En esta etapa que se está empezando
a desarrollar en el departamento y los vecinos, la de la bonanza petrolera y la
de la agroindustria, el llanero raizal se enfrenta no a la sabana grande, a las
alimañas que la habitan, al Silbón o a una herida enconada. No se enfrenta al
duro trabajo de Llano o a un caño crecido. Se enfrenta a su futuro.
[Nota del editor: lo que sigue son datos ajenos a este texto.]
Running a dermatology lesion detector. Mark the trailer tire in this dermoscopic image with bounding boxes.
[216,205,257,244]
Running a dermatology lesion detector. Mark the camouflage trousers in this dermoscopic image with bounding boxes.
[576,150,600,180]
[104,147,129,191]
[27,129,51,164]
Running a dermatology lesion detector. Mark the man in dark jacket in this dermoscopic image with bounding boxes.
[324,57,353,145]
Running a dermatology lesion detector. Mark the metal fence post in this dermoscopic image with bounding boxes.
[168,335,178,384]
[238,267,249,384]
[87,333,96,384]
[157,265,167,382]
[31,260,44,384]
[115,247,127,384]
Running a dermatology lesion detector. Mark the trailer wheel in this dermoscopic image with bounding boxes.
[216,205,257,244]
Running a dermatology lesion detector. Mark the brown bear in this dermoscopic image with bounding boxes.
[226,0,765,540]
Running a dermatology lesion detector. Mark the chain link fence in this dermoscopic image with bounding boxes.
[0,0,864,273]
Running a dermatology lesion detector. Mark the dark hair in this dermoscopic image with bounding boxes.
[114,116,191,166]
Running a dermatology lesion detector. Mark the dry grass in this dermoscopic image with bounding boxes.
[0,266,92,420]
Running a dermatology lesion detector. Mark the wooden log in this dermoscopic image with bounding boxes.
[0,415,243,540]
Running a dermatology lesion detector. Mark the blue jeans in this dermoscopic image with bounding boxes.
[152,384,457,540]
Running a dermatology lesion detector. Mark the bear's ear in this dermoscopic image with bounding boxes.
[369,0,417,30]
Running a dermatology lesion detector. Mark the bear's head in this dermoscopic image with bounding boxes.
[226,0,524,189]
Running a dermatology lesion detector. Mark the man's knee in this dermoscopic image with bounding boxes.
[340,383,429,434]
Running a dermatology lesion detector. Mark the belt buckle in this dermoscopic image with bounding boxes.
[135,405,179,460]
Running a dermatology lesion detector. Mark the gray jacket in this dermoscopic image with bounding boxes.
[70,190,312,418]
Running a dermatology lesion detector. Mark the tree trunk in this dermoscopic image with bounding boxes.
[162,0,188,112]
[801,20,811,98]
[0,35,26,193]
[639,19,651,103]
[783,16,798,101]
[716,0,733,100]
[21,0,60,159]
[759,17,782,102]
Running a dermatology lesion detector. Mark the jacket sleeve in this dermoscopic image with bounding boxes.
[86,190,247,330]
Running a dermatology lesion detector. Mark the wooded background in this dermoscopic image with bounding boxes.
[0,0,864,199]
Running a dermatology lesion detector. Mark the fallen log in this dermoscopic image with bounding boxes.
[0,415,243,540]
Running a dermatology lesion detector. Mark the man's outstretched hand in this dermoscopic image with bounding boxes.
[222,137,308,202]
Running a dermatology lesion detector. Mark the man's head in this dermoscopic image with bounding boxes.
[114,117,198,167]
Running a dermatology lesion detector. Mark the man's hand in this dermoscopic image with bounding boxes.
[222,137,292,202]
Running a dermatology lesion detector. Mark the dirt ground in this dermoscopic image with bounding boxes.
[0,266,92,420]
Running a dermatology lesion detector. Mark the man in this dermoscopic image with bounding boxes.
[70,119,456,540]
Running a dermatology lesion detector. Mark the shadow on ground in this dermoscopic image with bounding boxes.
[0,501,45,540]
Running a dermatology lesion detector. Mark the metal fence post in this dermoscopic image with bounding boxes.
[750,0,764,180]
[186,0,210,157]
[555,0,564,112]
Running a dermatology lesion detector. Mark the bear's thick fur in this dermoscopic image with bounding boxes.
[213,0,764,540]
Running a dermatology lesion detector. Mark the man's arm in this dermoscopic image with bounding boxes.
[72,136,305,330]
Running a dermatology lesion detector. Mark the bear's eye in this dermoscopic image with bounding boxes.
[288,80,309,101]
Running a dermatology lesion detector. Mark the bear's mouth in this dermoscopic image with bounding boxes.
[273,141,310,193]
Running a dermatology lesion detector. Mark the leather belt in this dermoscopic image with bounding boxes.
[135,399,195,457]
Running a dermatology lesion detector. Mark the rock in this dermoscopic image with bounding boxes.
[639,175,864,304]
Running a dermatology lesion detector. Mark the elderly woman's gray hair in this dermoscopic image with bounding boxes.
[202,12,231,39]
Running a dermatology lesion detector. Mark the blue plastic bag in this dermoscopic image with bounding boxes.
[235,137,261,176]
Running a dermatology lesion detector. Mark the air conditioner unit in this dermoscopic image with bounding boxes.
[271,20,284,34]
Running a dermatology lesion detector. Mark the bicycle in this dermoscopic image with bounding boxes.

Sin duda es
el más duro combate que la raza llanera ha asumido en los últimos tres siglos.
Comentarios
2. Hay un texto hermoso de Castro Caycedo titulado "Trabajo de llano" (en: Años de fuego, Planeta y Revista Semana, 2001) que recordé a raiz del tuyo.
3. Siempre pensé que "catire" se le decía a los rubios, no a los ojizarcos, aunque ahora caigo en cuenta que ese par de carácterísticas casi siempre van juntas.